Users storing research, client data, source material, code, or internal company discussions in ChatGPT may accept that burden more easily than casual users who still expect a routine reset path. Teams using ChatGPT as a working store for prompts, drafts, code, and notes may also need backup credentials before enrollment, because the recovery trade-off leaves less room for a last-minute reset.
OpenAI says individual members of Trusted Access for Cyber must enable Advanced Account Security starting June 1, 2026 unless their organization attests to phishing-resistant authentication through single sign-on. That deadline will show whether enterprise customers keep centralized identity controls or move more users onto OpenAI’s harder recovery model.
Yubico’s products are used in more than 160 countries, giving OpenAI a hardware partner that already has broad security deployment experience. OpenAI stays tied to established authentication hardware instead of a custom device path.
What comes next for enrolled users
June 1 now matters more than the launch language because it is the first clear checkpoint for how OpenAI applies the recovery trade-off to higher-risk customers.

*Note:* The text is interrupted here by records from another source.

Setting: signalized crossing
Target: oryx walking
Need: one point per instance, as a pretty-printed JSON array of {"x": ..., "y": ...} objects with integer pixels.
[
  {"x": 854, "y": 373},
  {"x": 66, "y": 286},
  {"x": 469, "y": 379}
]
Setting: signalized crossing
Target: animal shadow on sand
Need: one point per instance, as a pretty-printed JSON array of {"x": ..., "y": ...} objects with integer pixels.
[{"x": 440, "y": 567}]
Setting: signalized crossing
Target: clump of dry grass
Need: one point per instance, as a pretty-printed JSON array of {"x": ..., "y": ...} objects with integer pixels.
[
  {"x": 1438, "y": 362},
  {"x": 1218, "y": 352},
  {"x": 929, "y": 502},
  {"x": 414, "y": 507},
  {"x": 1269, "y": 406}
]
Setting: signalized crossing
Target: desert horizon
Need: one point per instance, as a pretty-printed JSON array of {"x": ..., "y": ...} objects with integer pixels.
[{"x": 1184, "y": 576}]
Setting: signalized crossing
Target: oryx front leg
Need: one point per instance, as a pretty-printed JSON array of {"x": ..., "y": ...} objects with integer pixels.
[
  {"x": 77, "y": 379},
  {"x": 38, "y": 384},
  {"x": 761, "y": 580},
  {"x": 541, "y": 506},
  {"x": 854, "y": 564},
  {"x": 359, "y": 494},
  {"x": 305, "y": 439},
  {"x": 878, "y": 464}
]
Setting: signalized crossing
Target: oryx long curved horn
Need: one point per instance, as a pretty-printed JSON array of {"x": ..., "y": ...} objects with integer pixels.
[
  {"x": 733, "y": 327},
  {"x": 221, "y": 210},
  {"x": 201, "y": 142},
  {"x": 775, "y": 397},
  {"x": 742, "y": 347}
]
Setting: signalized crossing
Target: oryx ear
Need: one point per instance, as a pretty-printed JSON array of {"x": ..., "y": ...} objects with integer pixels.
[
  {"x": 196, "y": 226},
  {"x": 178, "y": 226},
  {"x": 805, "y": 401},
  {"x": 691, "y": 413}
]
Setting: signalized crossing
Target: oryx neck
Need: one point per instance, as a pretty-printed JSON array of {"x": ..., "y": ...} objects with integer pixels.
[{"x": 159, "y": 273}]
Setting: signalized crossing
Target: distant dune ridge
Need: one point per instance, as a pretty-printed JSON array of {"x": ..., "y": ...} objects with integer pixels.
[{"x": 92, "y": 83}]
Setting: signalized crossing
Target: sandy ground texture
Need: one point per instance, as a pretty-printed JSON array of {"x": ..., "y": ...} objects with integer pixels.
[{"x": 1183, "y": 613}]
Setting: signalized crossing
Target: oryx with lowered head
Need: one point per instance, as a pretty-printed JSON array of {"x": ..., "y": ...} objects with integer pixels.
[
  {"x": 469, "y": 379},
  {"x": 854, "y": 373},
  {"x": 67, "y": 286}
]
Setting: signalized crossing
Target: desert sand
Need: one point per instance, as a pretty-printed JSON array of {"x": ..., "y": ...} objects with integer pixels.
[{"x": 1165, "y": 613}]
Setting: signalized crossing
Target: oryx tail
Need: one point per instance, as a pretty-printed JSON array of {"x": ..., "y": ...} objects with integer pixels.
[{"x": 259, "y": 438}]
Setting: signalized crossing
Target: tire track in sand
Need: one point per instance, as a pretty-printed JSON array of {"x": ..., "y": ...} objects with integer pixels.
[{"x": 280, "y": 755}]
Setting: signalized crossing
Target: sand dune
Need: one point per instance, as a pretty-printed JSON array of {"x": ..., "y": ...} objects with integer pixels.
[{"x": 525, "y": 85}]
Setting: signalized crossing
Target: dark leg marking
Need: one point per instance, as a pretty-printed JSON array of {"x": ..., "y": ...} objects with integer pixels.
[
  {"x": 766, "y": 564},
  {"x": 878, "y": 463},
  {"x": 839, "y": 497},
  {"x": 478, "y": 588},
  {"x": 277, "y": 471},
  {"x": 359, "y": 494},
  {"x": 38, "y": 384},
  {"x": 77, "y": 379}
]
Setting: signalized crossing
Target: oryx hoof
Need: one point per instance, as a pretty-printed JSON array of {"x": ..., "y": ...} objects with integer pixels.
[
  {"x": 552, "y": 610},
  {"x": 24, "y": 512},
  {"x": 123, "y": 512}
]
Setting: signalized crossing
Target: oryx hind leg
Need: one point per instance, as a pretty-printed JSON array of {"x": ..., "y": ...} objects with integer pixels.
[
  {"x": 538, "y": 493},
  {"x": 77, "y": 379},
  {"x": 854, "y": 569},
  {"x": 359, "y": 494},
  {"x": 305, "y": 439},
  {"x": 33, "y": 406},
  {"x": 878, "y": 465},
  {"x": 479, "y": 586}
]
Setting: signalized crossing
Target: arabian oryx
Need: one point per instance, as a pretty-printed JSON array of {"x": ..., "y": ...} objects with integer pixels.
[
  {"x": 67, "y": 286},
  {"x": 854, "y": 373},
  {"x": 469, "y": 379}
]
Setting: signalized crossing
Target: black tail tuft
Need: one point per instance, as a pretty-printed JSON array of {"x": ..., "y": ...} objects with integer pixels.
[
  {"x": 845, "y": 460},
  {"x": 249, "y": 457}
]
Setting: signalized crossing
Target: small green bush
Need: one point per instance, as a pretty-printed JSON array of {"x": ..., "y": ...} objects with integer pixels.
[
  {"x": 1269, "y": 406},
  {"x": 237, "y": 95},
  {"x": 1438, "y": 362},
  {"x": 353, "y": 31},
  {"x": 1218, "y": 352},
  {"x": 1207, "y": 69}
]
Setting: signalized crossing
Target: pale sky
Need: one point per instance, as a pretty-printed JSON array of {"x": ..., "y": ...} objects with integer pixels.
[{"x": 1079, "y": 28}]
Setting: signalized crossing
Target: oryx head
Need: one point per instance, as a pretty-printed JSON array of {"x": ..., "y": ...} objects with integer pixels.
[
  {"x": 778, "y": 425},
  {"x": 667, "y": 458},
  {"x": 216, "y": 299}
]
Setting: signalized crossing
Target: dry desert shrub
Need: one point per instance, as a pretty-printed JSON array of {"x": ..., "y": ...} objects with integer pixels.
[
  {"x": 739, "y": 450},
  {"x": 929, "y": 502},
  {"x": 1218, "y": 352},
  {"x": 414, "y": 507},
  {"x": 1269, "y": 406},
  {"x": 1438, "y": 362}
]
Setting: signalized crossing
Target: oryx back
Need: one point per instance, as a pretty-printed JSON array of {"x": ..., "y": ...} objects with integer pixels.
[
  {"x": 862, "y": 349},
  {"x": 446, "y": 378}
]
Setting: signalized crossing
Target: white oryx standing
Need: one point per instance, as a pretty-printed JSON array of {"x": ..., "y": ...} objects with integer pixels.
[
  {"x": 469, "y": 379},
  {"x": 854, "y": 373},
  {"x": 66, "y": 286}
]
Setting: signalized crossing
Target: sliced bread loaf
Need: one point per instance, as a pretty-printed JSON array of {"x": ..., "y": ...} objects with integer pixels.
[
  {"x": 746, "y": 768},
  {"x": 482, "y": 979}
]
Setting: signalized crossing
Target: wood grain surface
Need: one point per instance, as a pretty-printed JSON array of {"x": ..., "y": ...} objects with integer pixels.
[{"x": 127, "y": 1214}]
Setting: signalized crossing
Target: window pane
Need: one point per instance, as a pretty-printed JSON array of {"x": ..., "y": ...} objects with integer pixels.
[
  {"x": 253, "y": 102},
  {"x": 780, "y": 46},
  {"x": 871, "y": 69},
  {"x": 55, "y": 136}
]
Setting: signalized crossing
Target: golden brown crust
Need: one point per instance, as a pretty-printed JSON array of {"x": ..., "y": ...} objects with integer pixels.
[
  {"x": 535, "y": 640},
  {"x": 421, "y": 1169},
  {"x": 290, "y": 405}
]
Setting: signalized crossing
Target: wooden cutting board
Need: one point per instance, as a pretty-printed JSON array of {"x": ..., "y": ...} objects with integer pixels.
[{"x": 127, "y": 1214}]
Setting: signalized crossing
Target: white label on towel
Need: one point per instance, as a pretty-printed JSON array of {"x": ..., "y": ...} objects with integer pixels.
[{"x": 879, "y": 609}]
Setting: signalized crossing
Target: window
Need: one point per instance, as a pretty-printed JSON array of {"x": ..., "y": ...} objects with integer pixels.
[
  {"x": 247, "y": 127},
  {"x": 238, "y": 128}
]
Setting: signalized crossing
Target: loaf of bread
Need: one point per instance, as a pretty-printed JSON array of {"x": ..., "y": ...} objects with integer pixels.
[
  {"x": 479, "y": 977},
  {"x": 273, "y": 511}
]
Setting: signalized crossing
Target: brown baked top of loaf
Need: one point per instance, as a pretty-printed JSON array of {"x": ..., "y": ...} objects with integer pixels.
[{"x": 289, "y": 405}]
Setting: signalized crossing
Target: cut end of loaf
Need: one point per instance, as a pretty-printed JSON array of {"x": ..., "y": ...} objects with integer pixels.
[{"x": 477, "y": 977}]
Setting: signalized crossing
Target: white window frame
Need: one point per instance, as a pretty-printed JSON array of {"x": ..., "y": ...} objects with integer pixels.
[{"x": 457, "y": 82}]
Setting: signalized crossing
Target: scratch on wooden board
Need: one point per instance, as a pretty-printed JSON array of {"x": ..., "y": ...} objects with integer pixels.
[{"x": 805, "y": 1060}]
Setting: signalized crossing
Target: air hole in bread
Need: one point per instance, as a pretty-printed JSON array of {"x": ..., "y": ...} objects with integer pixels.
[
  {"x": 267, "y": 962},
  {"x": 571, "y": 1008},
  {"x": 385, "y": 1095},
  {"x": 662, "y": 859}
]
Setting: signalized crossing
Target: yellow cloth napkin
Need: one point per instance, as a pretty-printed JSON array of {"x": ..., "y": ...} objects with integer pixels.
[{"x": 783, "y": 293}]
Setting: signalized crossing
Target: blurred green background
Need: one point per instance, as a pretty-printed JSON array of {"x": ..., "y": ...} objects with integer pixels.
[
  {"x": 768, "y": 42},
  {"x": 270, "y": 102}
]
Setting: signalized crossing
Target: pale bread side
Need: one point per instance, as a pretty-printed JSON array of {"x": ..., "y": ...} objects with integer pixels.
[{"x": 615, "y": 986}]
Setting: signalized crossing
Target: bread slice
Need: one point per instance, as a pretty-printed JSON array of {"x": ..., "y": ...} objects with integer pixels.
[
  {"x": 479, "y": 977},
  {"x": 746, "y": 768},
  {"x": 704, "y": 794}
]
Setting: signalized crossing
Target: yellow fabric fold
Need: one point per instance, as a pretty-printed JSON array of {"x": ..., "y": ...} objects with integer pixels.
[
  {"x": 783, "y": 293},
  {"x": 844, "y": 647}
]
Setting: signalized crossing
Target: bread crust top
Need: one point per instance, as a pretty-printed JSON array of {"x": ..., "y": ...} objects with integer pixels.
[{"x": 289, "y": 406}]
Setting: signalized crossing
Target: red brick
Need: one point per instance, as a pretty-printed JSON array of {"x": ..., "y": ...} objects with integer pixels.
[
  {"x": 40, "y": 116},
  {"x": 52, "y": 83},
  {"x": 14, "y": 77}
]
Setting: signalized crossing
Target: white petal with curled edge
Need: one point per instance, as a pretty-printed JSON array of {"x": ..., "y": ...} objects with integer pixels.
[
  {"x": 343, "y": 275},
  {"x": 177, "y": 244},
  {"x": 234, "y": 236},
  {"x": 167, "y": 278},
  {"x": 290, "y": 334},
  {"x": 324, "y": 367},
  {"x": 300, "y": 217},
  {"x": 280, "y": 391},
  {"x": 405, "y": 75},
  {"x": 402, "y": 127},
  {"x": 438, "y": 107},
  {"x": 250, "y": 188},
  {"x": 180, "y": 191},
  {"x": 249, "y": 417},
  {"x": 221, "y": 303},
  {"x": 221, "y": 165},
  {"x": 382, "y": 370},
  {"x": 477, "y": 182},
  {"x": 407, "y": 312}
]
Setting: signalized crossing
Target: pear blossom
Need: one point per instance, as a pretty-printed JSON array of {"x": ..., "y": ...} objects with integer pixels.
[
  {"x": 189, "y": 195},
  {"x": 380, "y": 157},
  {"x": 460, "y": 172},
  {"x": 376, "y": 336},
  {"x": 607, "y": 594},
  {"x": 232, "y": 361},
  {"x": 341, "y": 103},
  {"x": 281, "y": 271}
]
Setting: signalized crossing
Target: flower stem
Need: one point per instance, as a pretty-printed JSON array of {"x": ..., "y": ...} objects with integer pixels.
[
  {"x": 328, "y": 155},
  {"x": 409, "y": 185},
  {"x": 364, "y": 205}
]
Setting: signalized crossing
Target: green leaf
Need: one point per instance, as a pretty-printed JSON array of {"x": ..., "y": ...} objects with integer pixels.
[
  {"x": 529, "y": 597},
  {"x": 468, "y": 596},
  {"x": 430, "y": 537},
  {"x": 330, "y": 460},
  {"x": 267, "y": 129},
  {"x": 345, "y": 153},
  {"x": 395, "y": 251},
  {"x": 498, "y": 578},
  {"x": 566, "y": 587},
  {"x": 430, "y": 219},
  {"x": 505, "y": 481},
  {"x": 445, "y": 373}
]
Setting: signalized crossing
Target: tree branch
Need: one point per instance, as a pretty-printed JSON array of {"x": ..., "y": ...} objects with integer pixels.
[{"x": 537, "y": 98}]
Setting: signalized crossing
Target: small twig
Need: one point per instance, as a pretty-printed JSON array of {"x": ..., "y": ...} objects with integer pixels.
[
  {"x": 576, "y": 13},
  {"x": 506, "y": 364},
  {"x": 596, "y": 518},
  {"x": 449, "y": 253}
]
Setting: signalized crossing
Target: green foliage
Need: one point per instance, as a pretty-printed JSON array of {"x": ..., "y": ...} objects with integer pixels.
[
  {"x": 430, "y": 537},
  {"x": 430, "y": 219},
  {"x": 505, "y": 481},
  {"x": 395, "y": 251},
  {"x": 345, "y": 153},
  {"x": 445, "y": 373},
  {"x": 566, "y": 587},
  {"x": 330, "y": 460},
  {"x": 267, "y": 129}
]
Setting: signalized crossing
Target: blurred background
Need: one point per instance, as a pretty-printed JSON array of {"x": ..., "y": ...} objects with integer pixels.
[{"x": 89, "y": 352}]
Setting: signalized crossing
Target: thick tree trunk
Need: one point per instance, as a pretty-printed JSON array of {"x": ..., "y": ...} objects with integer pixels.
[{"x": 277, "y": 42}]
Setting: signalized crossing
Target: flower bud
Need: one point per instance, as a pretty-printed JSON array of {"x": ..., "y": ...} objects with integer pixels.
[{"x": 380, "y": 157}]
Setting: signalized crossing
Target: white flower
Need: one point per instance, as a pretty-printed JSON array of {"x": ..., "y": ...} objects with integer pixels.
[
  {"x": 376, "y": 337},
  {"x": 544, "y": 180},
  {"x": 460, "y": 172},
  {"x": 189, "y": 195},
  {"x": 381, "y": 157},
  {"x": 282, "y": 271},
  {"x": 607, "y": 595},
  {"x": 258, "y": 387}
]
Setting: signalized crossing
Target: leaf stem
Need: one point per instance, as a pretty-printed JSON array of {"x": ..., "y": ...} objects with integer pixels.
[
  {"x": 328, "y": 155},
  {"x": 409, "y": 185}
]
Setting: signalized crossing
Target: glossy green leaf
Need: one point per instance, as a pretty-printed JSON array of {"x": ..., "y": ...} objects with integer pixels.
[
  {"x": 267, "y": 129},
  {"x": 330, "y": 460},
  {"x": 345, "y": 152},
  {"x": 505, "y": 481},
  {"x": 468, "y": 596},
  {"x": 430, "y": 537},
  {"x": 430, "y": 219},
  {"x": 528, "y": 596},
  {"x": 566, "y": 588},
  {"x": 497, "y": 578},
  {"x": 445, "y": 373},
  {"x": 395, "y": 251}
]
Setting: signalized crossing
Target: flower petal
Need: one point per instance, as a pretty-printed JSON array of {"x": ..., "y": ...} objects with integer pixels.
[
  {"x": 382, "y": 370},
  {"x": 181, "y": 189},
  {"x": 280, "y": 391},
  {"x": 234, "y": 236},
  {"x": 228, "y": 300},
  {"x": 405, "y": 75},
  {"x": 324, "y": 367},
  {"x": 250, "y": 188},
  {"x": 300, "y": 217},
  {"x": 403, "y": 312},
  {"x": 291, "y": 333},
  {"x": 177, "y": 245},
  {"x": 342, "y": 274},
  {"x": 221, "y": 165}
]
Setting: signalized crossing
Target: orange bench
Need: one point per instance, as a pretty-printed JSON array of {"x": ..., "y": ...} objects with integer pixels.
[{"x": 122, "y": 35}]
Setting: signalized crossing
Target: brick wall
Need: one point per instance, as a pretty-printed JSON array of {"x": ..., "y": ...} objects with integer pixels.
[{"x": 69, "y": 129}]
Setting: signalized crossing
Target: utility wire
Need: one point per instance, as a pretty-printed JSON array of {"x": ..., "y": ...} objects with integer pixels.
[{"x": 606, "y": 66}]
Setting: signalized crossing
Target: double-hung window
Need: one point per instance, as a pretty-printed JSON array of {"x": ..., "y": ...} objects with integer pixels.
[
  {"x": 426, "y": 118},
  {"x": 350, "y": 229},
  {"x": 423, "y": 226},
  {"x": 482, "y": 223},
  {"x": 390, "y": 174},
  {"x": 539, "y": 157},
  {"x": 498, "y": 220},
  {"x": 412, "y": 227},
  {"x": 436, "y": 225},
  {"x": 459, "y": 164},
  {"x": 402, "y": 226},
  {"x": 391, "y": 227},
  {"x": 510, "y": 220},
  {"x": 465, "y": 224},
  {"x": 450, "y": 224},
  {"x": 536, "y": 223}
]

If the SSO exception works smoothly, security teams may keep centralized identity controls without forcing every employee onto a separate credential-recovery model inside ChatGPT.
Yubico chief executive Jerrod Chong framed the partnership as a long-term security measure.
“Ultimately, our intent is to drastically reduce the threat of unauthorized access to sensitive data in OpenAI accounts worldwide.”
Jerrod Chong, Yubico CEO
OpenAI’s next test is whether that pitch persuades users to accept stronger protection only when it comes without the usual recovery fallback. For enterprises and other high-risk customers, the trade-off is no longer theoretical once the June 2026 deadline arrives.